Wes and I want to renew our vows in WDW for our 10th anniversary (5 years away), and we're seriously considering it just being me & him so we don't have to deal with her drama for a second wedding.
 
She sounds like the grandmother in Malcom in the Middle. I wonder why she is so angry. Truly a mean person.

I have no patience for mean people, whether they are family or not. I don't do mean. If they can't behave like human beings I don't want them in my life.

She dosen't deserve the respect she gets from your HB2b. If it was me I would let her know straight out that her behavior is grossly inappropriate and it will not be tolerated. Maybe other family members sweep it under the rug, and let her act like a spoiled two year old, but we will not. If she continues with this behaivor CUT HER LOSE. Grandmother or Not.
 
Originally quoted by mking624
Wes and I want to renew our vows in WDW for our 10th anniversary (5 years away), and we're seriously considering it just being me & him so we don't have to deal with her drama for a second wedding.

I think you should really consider it just being you guys.
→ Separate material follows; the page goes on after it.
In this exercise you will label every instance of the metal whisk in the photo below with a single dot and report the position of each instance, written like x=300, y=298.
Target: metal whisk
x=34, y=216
It would be more meaningful without all the dysfunction around you.

You have it tough also. I wonder why there are so many misreble people out there. Every family has their issues, but I guess I'm lucky because I don't have to deal with anything this bad.

Good Luck.
 
To mking624...

OMG! Your MIL sounds exactly like my best friends MIL. Her husband is one of two children but is the oldest and the ONLY son. After being on a break for a while, Mike moved to Chicago where Claudia was going to law school because he realized it would be the only way to get her back (he was the one who ended the relationship in the first place). To this day, Mike's mom talks about how "that woman took my son away". She tried to take over every aspect of their wedding but luckily, like you, Claudia finally had enough and told her what she thought of her. Now, 8 years later, Mike and Claudia have a 2 yr old daughter...the ONLY grandchild among both families, and Mike's mom comes up with every excuse in the book not to go and visit. Now what makes more sense...someone who doesn't have a small child to fly from NY to Chicago or someone who does to do the reverse. It still amazes me to this day that people can be so evil. Sorry for the long story...they just sound like the same person to me! :)
 
I’m so sorry you have to deal with this! Sometimes family members can be just about impossible to deal with. We encountered some resistance about our WDW wedding and honeymoon from my MIL (believe it or not, she seemed more upset about the honeymoon part than the wedding part—she wanted us to go to Paris instead for some reason). Basically, we just didn’t discuss it all that much with her. We also presented a united front telling her that this was our wedding and our decision, not hers. Eventually she came around. :hug:
 
My dad and my DW... well he did everything he could think of (short of hiring hookers, but the thought did occur to him...) to break us up.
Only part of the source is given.